Further, an electric utility that operates an electric generation facility or a Power Generating Company shall, among other things, include in its plan:
o a plan that addresses severely cold weather or severely hot weather,
o a plan that addresses any known critical failure points, including any effects of weather design limits,
o Priorities for recovery of generation capacity.
Given the systemwide failure and widespread confusion around many of these emergency operation plan elements, each entity required to develop these plans and the regulatory body overseeing them – the Public Utility Commission – should be held to account for plan shortcomings. Especially given the relatively weak resource adequacy role regulators currently play in ERCOT, tools like emergency operations plans must be effective help ensure grid reliability.

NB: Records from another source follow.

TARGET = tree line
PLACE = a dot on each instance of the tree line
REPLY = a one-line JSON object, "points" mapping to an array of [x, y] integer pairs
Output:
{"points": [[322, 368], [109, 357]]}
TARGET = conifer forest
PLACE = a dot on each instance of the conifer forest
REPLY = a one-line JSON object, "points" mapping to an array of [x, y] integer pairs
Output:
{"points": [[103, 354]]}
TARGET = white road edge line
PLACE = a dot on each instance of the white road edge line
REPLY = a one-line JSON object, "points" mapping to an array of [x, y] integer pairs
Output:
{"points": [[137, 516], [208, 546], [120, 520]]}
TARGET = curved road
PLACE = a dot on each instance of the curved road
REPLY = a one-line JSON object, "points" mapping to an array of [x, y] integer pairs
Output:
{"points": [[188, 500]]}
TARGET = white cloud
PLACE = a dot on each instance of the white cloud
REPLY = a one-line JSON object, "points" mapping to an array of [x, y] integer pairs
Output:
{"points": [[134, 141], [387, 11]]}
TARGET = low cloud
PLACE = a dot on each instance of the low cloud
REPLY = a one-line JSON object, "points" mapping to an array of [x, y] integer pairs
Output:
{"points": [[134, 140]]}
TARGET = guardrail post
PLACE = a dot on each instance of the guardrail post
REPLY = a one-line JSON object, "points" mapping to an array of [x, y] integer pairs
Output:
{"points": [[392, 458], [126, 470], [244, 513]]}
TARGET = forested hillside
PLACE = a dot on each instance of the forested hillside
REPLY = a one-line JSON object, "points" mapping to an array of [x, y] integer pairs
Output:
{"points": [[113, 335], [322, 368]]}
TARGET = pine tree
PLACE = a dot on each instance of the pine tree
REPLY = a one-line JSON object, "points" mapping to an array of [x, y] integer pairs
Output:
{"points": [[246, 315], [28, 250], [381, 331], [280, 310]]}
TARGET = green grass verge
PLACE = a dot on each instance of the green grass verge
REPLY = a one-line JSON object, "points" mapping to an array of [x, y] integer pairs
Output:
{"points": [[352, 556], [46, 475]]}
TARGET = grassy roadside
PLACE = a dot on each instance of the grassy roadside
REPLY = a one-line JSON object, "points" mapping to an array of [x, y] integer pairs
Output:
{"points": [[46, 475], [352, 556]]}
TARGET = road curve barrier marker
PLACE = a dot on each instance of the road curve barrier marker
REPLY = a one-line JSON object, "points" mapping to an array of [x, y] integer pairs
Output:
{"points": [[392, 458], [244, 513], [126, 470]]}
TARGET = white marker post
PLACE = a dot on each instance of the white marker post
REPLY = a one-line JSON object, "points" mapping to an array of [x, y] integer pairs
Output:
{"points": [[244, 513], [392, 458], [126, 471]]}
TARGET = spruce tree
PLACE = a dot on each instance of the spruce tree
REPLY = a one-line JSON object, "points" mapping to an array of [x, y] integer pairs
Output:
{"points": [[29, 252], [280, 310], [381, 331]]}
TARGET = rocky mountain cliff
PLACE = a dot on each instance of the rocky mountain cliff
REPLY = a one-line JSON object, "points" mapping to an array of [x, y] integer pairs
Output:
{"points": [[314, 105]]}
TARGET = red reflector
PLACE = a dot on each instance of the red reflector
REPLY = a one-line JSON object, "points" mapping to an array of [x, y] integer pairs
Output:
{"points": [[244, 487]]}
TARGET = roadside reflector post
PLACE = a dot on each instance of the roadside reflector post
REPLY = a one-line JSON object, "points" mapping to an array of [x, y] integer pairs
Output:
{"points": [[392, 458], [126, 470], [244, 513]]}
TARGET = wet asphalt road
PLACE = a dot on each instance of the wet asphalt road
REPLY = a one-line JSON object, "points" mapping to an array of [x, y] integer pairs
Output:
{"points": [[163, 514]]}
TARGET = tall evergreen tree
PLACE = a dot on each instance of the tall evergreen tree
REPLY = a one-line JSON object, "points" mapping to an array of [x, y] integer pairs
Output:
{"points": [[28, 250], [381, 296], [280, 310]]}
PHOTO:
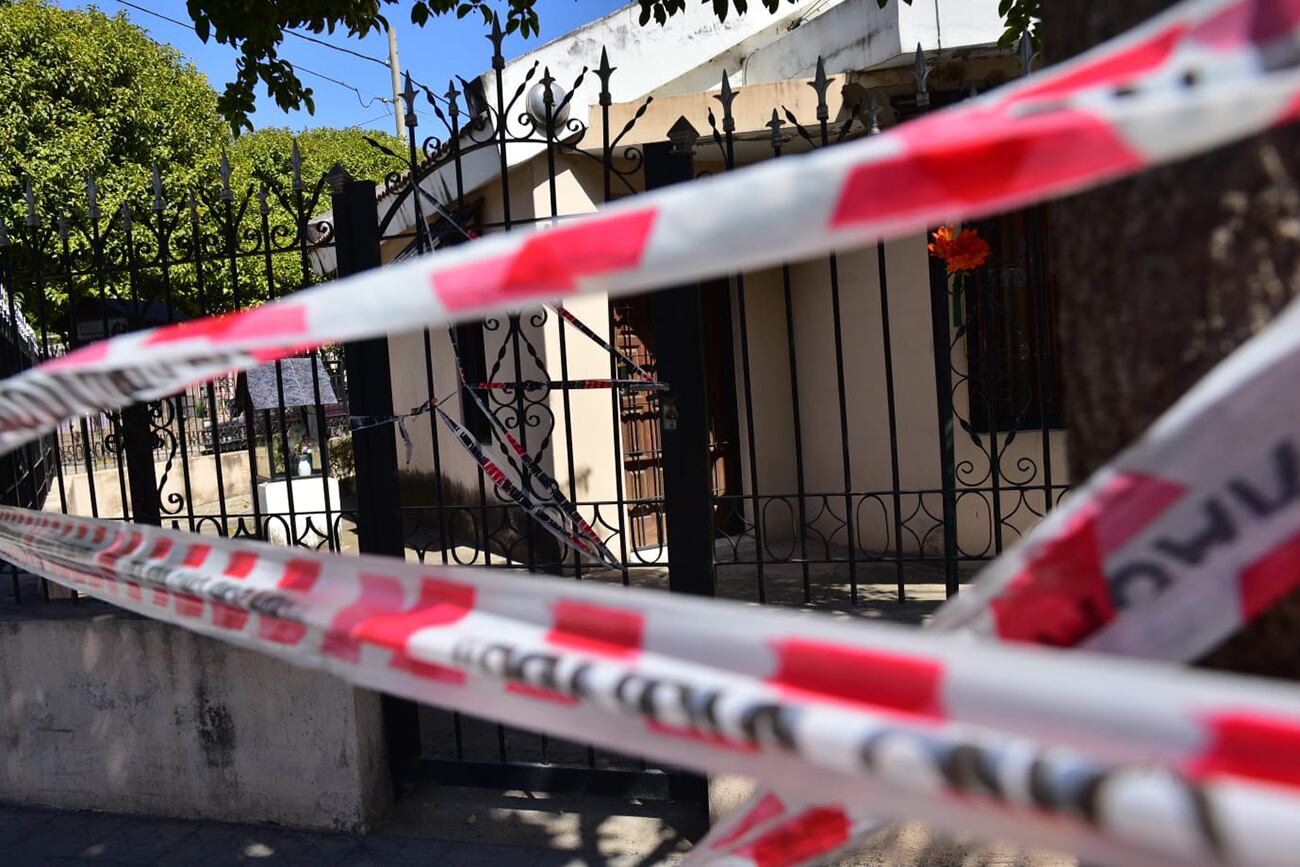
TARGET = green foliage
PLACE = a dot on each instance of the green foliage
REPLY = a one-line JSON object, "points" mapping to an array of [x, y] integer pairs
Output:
{"points": [[260, 160], [258, 29], [1019, 16], [90, 95]]}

Texans expect and deserve reliable, safe and affordable utility service, which is essential to health, safety and economic welfare. Clearly, Texans are not getting what they expect and need.
AARP Texas urges this Joint Committee to vigorously explore solutions, from structural to granular. Your examination must include input from a wide swath of experts and everyday Texans who depend on affordable, safe and reliable utility systems.
Thank you for your prompt attention to this grave matter.